I was just listening to Tina Turner’s “Better be good to me” and 20 years later, it’s just as moving as it was in 1984. I’m sitting here crying and sniffling, and I can just see her, an abused wife who really loves Ike, but sees herself dead at some point at the hands of her husband if she didn’t somehow get out of that relationship - sad, angry, mournful about what could have been but can never be. Also makes me think about the struggles of black people back when she was with Ike, and how it mirrors somewhat the problems gays and lesbians face.
And it occurred to me, isn’t it miraculous how sound waves from a cassette of titanium dioxide can make people cry? Or laugh or how can inanimate objects elicit such complex emotions and inspire people?
Evidence, if ever there was any, that there is a God. (Just don’t ask me to explain my logic… )
I don’t know if music is evidence of God or not, but it’s always nice when it makes you feel that way. Also, a lot of very condescending posts with many rolleyes smileys will begin to accumulate below. Try not to take them personally.
Well, while everyone else is rolling their eyes, let me answer seriously: Maybe.
One aspect of humankind that isn’t readily explained by science is the transcendent feeling one gets while creating or enjoying art. It isn’t “God” in the sense of a big white guy with a beard, but it’s some intangible thing you may as well call “divine,” and that part of you that enjoys it may as well be called the “soul.” Frankly, when I’m listening to the fourth movement of Beethoven’s Ninth, I feel about as close to believing in some divine thing as I ever do. For that matter, I feel the same way when I listen to song “Let the Mystery Be,” by Iris Dement, which may be the only Agnostic Spiritual ever written.
If you really want to explore aesthetic transcendence as a premise for theology, read the Romantic poets (Shelley, Keats, Coleridge, Wordsworth, Blake).
While I am generally inclined toward atheism, I have to agree.
Whenever I return home after a particularly tiring day, I listen to Chopin, usually the First Piano Concerto or virtually anything of his performed by Vasary. The emotions these pieces evoke are far more spiritual and powerful than anything I have felt from human contact or several near-death experiences.
The big dualism we need to overcome isn’t mind/body but matter/spirit.
There IS NO difference between the two. Thinking there is so has caused our species millenia of frustration and conflict.
Music is certainly evidence of the power of what can be, the Divine–“God” if you will.
To me, the Divine is the vector of Sat-Chit-Ananda http://www.naturalhealthweb.com/articles/shanbhag2.html (just a nice little explanation here) which is the true nature of the Origin or One (thank you, Plotinus; it has this nature because any system based on evil or other self-destructive principle would not be mathematically coherent); Goodness is the greater actualization of this vector in any system, Evil its lack; Love is the will to promote the vector, Hate the will to hinder it.
But the grand thing about Existance is that it is not just a matter of more or less, but also HOW–and through music we actually take part in the creation and enjoyment of these amazing WAYS of being.

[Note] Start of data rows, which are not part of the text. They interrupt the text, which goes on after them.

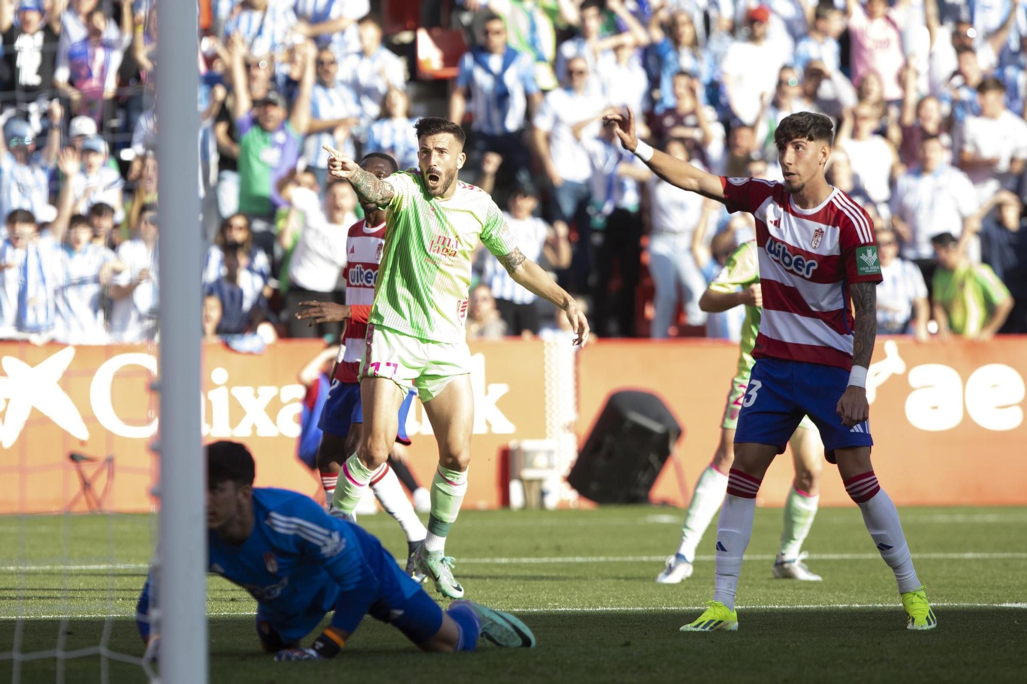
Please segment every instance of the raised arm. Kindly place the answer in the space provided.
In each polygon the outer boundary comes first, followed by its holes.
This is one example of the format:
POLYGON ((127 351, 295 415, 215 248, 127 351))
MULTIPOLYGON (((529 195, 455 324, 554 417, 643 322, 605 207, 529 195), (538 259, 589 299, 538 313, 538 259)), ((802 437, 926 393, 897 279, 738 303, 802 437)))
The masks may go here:
POLYGON ((359 164, 334 147, 324 146, 330 155, 328 170, 333 178, 342 178, 353 186, 353 192, 360 198, 362 204, 386 206, 395 196, 395 188, 387 179, 380 179, 374 174, 360 168, 359 164))
POLYGON ((254 108, 253 100, 250 97, 250 84, 246 79, 245 65, 246 45, 239 37, 233 33, 228 39, 229 67, 232 71, 232 118, 238 121, 254 108))
POLYGON ((1014 304, 1013 295, 1006 295, 1004 299, 995 304, 995 310, 991 312, 988 322, 977 334, 979 342, 987 342, 995 336, 995 333, 1001 330, 1002 326, 1005 325, 1005 319, 1010 317, 1010 313, 1013 311, 1014 304))
POLYGON ((654 150, 645 143, 639 142, 635 135, 635 114, 631 107, 626 114, 607 114, 603 117, 604 125, 613 126, 614 132, 620 139, 620 144, 629 152, 644 161, 656 174, 671 185, 682 190, 697 192, 703 197, 723 202, 724 187, 720 177, 696 168, 686 161, 675 159, 669 154, 654 150))
POLYGON ((855 309, 855 332, 852 339, 852 370, 863 369, 863 379, 853 381, 849 376, 849 384, 838 406, 835 408, 841 418, 842 425, 852 427, 870 418, 870 404, 867 402, 866 372, 870 367, 870 357, 874 353, 874 340, 877 337, 877 283, 853 282, 849 286, 852 296, 852 306, 855 309))
POLYGON ((303 76, 300 77, 300 87, 293 103, 289 123, 293 126, 293 130, 304 136, 310 128, 310 97, 314 87, 314 60, 317 56, 317 48, 312 42, 307 41, 297 49, 302 50, 303 76))
POLYGON ((0 0, 0 33, 14 24, 14 0, 0 0))
POLYGON ((617 15, 624 26, 627 27, 627 32, 635 37, 635 42, 638 47, 645 47, 649 44, 649 32, 645 30, 641 22, 635 18, 635 15, 627 10, 624 6, 624 0, 606 0, 606 8, 617 15))
POLYGON ((496 257, 496 259, 503 265, 515 282, 567 313, 571 330, 577 333, 574 344, 584 344, 588 340, 588 321, 581 313, 581 309, 578 308, 577 302, 558 286, 538 264, 527 259, 517 248, 514 248, 509 254, 496 257))
POLYGON ((43 147, 43 163, 52 166, 58 161, 58 154, 61 153, 61 120, 64 118, 61 101, 56 98, 51 100, 47 112, 51 125, 50 131, 46 134, 46 145, 43 147))
POLYGON ((938 0, 923 0, 923 18, 924 24, 927 25, 927 36, 929 36, 929 46, 935 46, 935 41, 938 39, 938 30, 941 29, 942 23, 939 18, 938 11, 938 0))
POLYGON ((1010 6, 1010 13, 1006 15, 1005 21, 1002 22, 1002 25, 995 29, 987 38, 988 45, 991 46, 991 49, 996 56, 1002 53, 1002 46, 1005 45, 1005 41, 1010 37, 1010 31, 1013 30, 1013 23, 1017 20, 1017 10, 1020 8, 1021 1, 1022 0, 1013 0, 1013 3, 1010 6))

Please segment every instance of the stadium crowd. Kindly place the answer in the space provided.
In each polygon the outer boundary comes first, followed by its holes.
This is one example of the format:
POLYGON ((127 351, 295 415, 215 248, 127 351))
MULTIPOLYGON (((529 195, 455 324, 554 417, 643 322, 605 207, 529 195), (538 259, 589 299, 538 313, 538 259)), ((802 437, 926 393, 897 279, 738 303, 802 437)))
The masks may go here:
MULTIPOLYGON (((0 338, 157 334, 163 2, 0 0, 0 338)), ((752 218, 625 153, 599 122, 623 107, 676 157, 770 180, 776 124, 828 114, 828 178, 876 224, 879 332, 1027 333, 1027 2, 425 0, 469 46, 449 82, 385 34, 382 4, 199 0, 206 338, 338 332, 294 315, 343 302, 362 216, 321 147, 416 165, 415 113, 465 125, 464 180, 584 296, 598 335, 735 338, 741 311, 698 299, 752 218)), ((488 252, 477 263, 468 336, 560 334, 488 252)))

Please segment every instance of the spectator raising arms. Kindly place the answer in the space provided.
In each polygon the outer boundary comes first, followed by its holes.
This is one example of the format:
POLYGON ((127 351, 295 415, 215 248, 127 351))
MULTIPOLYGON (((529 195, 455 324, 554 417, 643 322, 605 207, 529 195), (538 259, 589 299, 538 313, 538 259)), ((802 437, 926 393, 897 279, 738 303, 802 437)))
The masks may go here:
POLYGON ((250 218, 254 240, 268 254, 274 243, 274 186, 279 178, 296 167, 300 142, 310 124, 315 48, 311 43, 301 47, 303 76, 287 120, 288 109, 281 93, 269 90, 260 100, 251 100, 250 90, 244 86, 245 45, 237 35, 232 36, 229 45, 235 94, 232 115, 239 140, 239 212, 250 218))
POLYGON ((403 61, 382 46, 382 28, 368 14, 358 26, 360 49, 345 55, 339 65, 340 79, 353 90, 360 105, 360 120, 370 124, 381 113, 388 89, 407 85, 403 61))
POLYGON ((938 334, 986 341, 1005 324, 1013 297, 987 264, 972 264, 951 233, 935 235, 933 298, 938 334))
MULTIPOLYGON (((68 148, 62 156, 65 154, 73 156, 74 151, 68 148)), ((69 170, 73 166, 69 160, 69 170)), ((107 165, 107 143, 103 138, 90 136, 82 141, 81 163, 70 174, 67 182, 71 186, 74 213, 86 214, 93 204, 103 202, 114 207, 114 220, 120 222, 124 181, 117 169, 107 165)))
POLYGON ((124 270, 114 277, 110 315, 111 342, 137 343, 156 334, 157 213, 144 207, 136 237, 118 246, 124 270))
POLYGON ((460 122, 470 99, 472 116, 469 163, 477 167, 482 155, 502 156, 500 188, 531 179, 531 158, 524 140, 525 116, 532 116, 542 96, 535 84, 530 54, 518 52, 506 42, 506 27, 498 14, 488 12, 482 22, 481 44, 460 59, 460 70, 450 97, 450 120, 460 122))
POLYGON ((0 38, 4 46, 0 91, 4 100, 29 104, 41 97, 52 97, 60 14, 51 11, 45 24, 43 15, 42 0, 0 0, 0 38))
MULTIPOLYGON (((205 294, 217 297, 221 303, 221 320, 217 333, 218 335, 255 333, 269 313, 262 292, 263 284, 260 277, 249 269, 250 256, 245 246, 238 242, 229 242, 225 244, 223 252, 224 275, 205 288, 205 294)), ((264 326, 264 330, 267 329, 270 329, 270 326, 264 326)), ((269 332, 271 339, 274 339, 273 329, 269 332)))
POLYGON ((417 134, 415 119, 408 116, 410 98, 400 88, 389 88, 382 102, 381 117, 368 129, 366 150, 384 152, 400 164, 400 168, 417 165, 417 134))
POLYGON ((233 37, 238 36, 246 52, 264 56, 283 51, 296 26, 296 13, 291 4, 273 0, 241 0, 225 22, 223 37, 226 42, 231 42, 233 37))
POLYGON ((923 136, 919 158, 919 165, 896 184, 891 222, 902 237, 903 258, 916 262, 930 282, 930 239, 940 233, 965 235, 964 242, 969 239, 976 232, 978 203, 966 175, 945 162, 941 139, 923 136))
POLYGON ((125 265, 109 248, 92 241, 88 217, 73 216, 70 224, 56 302, 56 339, 63 344, 106 344, 103 294, 125 265))
POLYGON ((310 125, 303 145, 307 167, 324 187, 328 179, 328 152, 333 147, 353 156, 352 130, 360 123, 360 110, 353 91, 338 80, 339 63, 330 49, 317 52, 317 80, 310 96, 310 125))
POLYGON ((32 212, 7 215, 0 244, 0 337, 47 335, 56 322, 61 287, 60 232, 39 232, 32 212))
MULTIPOLYGON (((79 0, 79 5, 86 1, 79 0)), ((70 41, 70 31, 62 36, 68 49, 59 54, 53 84, 71 101, 73 114, 88 116, 100 123, 107 118, 105 107, 112 104, 116 94, 118 70, 128 42, 116 28, 111 34, 109 28, 113 22, 108 21, 102 8, 96 7, 94 0, 92 3, 94 8, 85 15, 85 35, 74 42, 70 41)), ((130 9, 127 13, 130 23, 130 9)), ((126 38, 130 42, 130 32, 126 38)))
MULTIPOLYGON (((538 198, 530 186, 520 186, 510 193, 508 210, 503 219, 521 253, 539 263, 548 262, 554 268, 570 265, 570 243, 567 241, 567 226, 558 223, 550 227, 545 221, 533 216, 538 206, 538 198), (541 257, 545 257, 544 261, 541 257)), ((506 322, 506 334, 522 335, 525 332, 538 334, 538 297, 528 292, 510 277, 495 257, 487 251, 480 253, 482 259, 482 282, 488 286, 494 297, 494 307, 506 322)))
MULTIPOLYGON (((676 159, 689 159, 681 141, 669 141, 663 149, 676 159)), ((697 163, 692 161, 693 165, 697 163)), ((706 292, 707 282, 692 253, 692 234, 706 214, 701 195, 655 176, 649 181, 649 196, 652 198, 649 272, 656 289, 651 335, 658 339, 668 336, 679 302, 689 326, 706 325, 699 297, 706 292)))
POLYGON ((226 244, 242 245, 246 253, 246 268, 260 279, 261 288, 266 286, 271 277, 271 262, 268 261, 267 254, 254 244, 250 220, 241 214, 230 216, 221 222, 221 228, 218 230, 214 244, 206 250, 206 262, 203 264, 203 284, 211 284, 225 274, 226 244))
POLYGON ((467 339, 498 340, 506 335, 506 321, 496 310, 489 286, 480 284, 470 293, 467 307, 467 339))
MULTIPOLYGON (((286 310, 292 337, 322 337, 339 335, 336 324, 308 326, 294 314, 300 311, 300 302, 324 300, 326 296, 338 303, 344 301, 345 283, 340 281, 346 266, 347 229, 356 223, 356 195, 352 186, 340 179, 331 179, 324 201, 317 193, 299 187, 291 177, 280 185, 282 198, 292 212, 303 216, 293 256, 289 260, 289 292, 286 310)), ((286 242, 290 236, 283 232, 279 238, 286 242)), ((284 246, 284 244, 283 244, 284 246)))
MULTIPOLYGON (((50 119, 60 121, 63 109, 56 100, 50 119)), ((0 217, 14 210, 38 211, 49 203, 49 173, 61 149, 61 127, 50 126, 46 147, 36 150, 36 131, 18 118, 8 119, 0 141, 0 217)))
POLYGON ((877 333, 913 333, 923 342, 930 318, 923 274, 916 264, 899 258, 899 236, 893 230, 878 228, 876 234, 883 278, 877 286, 877 333))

Emotions aren’t explained by science? Sure they are. It’s an electrochemical process occuring in the brain. It’s been demonstrated under controlled conditions. People have been made to experience these types of feelings simply by artificial electrical stimulation of the appropriate area of the brain. Sorry - no God required. And believe me, nobody loves music more than I do.
Emotions aren’t really explained by these experiments. They have just learned to mechanically reproduce them. They cannot explain why auditory input from music affects your temporal lobe so much differently than speech and other sounds. In a healthy brain, pretty much all of our other emotional responses have a catalyst and involve some sort of learned reasoning process. This transcendental type response seems to be instinctive or reflex? It is an involuntary response. Why? Are you sure no God is required, Blowero?
I love music; I love God; I sing in a good church choir. Does anyone really think I popped in here to argue against the OP?
The thing is, even people who are very vocal about their religion may not feel God and music are connected. Several years ago, I worked with a woman who was very vocal and obvious about her Christianity. One day, she was wondering if she was sinning because, instead of listening to the local Evangelical radio station, she listened to country music, instead. Leaving country music aside, I said to her of course God was in music – just listen to Bach!!! Her response was, “Who’s Bach?” My (mental) response was, “Oh, dear.”
I am told there are non-musical people in the world. I suspect I may have dated one recently. To them, I suppose music may be no more evidence of God than my apartment building is. It’s technically well-built enough, but transcendent? As for me, the pleasure I get from music is calorie-free, sin-free, disease-free, and profound. Not bad for arrangements of vibrations.